Keep Talking and Nobody Explodes is a commercial video game that has been adapted for use in the EFL classroom. The goal of the game is to defuse a series of briefcase shaped explosives. Participants engage in one of two roles, either as a "defuser" who is tasked with solving puzzle modules or the "expert" who holds a manual and must relay information to the defuser. The virtual bomb explodes if the participants fail to solve the puzzles before the timer runs out.
Previous studies have focused on how the game facilitates communication (Dormer, Cacali, and Senna 2017) as well as the role of the timer in encouraging speech (Fine, 2016), the role of nonverbal factors in the game (Wijk, 2016), and collaborative and uncollaborative communicative acts in relation to successful task completion. Because the game is now available on over 10 platforms in the categories of Mobile, PC, Console, VR, and Mobile VR. We are investigating how the task varies according to the platform in relation to second language acquisition.

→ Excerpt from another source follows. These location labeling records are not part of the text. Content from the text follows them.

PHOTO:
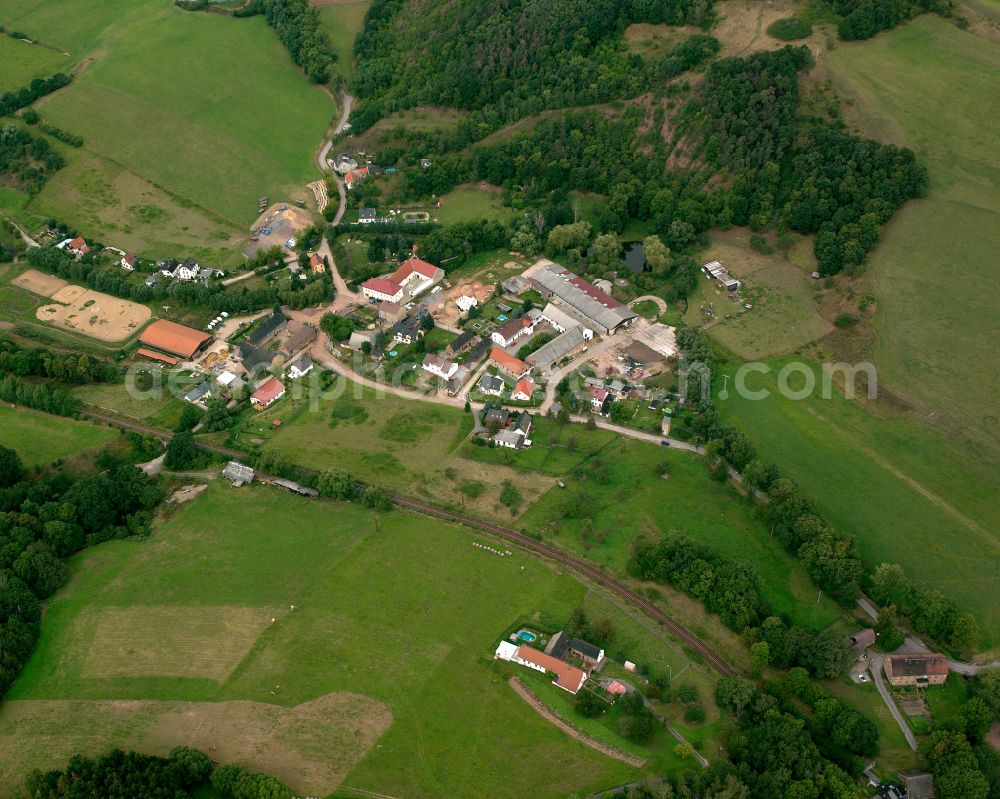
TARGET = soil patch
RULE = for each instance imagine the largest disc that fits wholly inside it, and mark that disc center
(311, 747)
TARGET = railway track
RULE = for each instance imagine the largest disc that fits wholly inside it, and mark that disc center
(573, 563)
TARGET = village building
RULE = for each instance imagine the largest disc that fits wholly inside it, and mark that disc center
(916, 669)
(523, 390)
(267, 394)
(381, 289)
(506, 362)
(568, 677)
(439, 366)
(492, 385)
(512, 330)
(168, 337)
(416, 276)
(597, 309)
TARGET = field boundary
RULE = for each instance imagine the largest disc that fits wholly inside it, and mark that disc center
(550, 716)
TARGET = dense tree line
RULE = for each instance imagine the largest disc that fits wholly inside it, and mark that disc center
(27, 160)
(46, 520)
(533, 56)
(299, 28)
(295, 294)
(64, 368)
(774, 751)
(126, 775)
(26, 95)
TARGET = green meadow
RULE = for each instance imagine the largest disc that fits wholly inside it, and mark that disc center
(402, 613)
(909, 495)
(40, 438)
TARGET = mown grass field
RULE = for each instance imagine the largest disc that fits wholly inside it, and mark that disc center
(909, 495)
(181, 137)
(41, 438)
(22, 62)
(602, 518)
(403, 615)
(343, 21)
(925, 85)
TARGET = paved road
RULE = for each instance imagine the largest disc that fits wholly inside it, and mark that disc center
(877, 661)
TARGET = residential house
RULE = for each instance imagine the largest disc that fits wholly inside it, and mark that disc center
(568, 677)
(439, 366)
(506, 362)
(300, 368)
(391, 312)
(78, 246)
(523, 390)
(916, 669)
(461, 344)
(238, 474)
(512, 330)
(381, 289)
(496, 417)
(267, 394)
(416, 276)
(407, 331)
(492, 385)
(199, 393)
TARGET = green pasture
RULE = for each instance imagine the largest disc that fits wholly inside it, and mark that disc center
(926, 85)
(404, 611)
(909, 495)
(40, 438)
(602, 515)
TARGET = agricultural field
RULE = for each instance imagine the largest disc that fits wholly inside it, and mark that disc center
(394, 442)
(863, 464)
(343, 21)
(602, 511)
(468, 203)
(924, 85)
(161, 151)
(40, 438)
(282, 626)
(23, 62)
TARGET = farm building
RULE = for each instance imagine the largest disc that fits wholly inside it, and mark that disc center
(506, 362)
(416, 276)
(238, 474)
(561, 346)
(378, 288)
(174, 339)
(597, 309)
(568, 677)
(919, 670)
(512, 330)
(267, 394)
(718, 272)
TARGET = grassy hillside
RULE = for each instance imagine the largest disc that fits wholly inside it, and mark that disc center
(181, 137)
(926, 85)
(401, 617)
(909, 495)
(40, 438)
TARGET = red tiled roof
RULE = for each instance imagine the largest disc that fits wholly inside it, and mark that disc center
(272, 389)
(568, 677)
(156, 356)
(412, 265)
(508, 362)
(173, 338)
(594, 292)
(383, 286)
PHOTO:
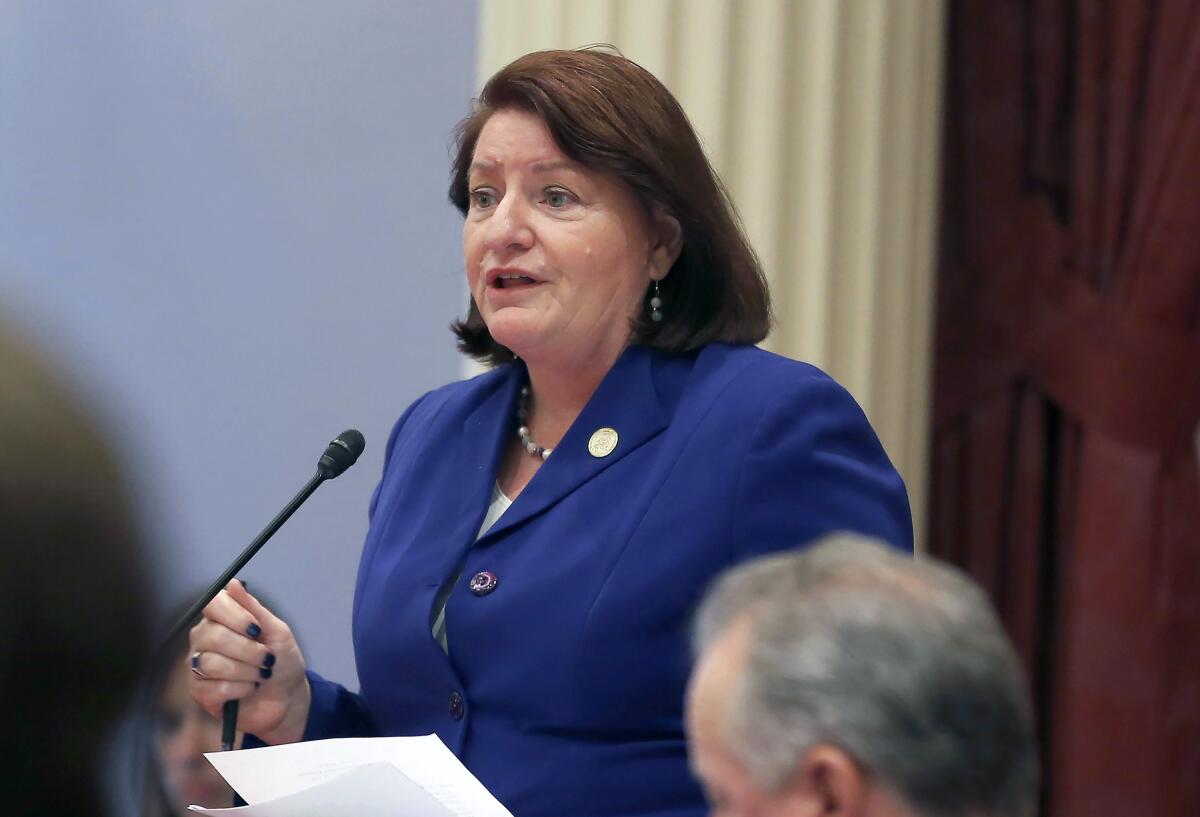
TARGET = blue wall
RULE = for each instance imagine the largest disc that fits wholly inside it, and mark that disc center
(228, 220)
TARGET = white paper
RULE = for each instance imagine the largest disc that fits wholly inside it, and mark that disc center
(294, 772)
(377, 790)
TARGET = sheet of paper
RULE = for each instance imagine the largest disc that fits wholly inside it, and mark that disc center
(276, 772)
(377, 790)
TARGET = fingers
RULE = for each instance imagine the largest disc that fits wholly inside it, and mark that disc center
(273, 629)
(211, 695)
(215, 666)
(228, 610)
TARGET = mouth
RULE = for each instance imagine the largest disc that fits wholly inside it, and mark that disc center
(503, 278)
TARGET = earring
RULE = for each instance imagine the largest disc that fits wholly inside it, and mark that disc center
(655, 305)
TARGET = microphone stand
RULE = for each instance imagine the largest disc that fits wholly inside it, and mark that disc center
(342, 452)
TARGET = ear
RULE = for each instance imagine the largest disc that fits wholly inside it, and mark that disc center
(666, 238)
(827, 784)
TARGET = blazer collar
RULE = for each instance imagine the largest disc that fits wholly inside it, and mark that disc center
(625, 401)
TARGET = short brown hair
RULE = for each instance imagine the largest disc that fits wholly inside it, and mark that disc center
(73, 590)
(610, 114)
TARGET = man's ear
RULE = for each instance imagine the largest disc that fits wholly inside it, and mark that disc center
(827, 784)
(667, 241)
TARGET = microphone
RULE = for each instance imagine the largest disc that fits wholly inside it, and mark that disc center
(342, 452)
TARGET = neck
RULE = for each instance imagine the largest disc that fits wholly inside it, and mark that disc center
(559, 394)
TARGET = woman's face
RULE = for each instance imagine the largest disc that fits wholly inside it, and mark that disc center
(184, 733)
(558, 257)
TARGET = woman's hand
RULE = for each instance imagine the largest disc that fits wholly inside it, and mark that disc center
(243, 652)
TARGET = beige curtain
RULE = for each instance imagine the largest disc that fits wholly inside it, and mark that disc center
(822, 116)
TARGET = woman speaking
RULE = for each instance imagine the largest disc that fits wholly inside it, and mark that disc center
(543, 532)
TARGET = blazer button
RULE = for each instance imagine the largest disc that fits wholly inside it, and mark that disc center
(484, 582)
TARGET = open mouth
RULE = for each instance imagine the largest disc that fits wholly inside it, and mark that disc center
(513, 281)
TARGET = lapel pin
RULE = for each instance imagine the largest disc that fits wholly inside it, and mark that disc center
(603, 442)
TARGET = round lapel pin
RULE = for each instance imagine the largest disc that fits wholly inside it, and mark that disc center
(603, 442)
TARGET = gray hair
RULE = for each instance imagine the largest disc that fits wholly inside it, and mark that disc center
(898, 661)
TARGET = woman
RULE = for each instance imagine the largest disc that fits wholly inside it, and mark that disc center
(543, 532)
(71, 648)
(178, 773)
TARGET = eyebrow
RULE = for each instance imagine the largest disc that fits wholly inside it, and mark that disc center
(545, 166)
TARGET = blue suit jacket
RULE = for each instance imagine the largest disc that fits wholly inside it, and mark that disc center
(564, 685)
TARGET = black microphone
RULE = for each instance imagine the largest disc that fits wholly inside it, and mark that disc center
(342, 452)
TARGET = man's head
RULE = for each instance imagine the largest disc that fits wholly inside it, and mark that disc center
(851, 680)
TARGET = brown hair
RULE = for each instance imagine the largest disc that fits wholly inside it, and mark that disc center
(610, 114)
(73, 592)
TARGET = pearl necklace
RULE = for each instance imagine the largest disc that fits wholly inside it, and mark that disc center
(527, 440)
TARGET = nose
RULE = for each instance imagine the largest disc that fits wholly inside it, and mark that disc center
(509, 227)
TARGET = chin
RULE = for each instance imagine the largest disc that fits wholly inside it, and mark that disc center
(519, 336)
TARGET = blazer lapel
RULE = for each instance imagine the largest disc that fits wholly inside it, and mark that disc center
(625, 402)
(478, 451)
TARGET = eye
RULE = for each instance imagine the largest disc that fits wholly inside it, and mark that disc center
(558, 198)
(483, 198)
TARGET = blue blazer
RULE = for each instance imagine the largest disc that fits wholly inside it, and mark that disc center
(563, 689)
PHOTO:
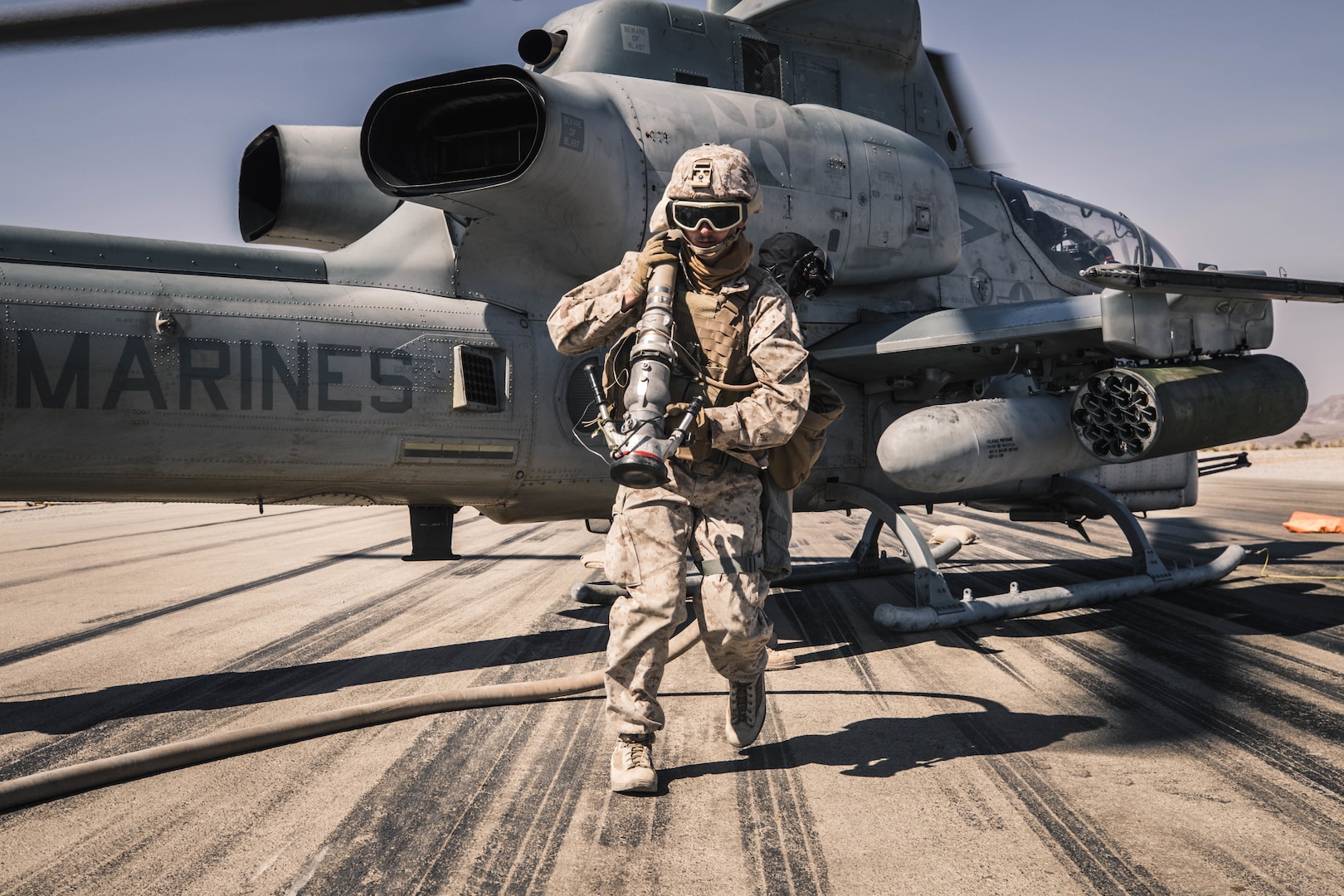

Because the game is now available on multiple platforms we decided to investigate how the task varies according to each platform and the effect on language acquisition. During the workshop, the game will be made available on Mobile, PC, Console, VR, and Mobile VR. Participants will be encouraged to try both roles on two or more platforms. After the workshop, participants will be given a QR code linking to a short survey that will contribute to ongoing research.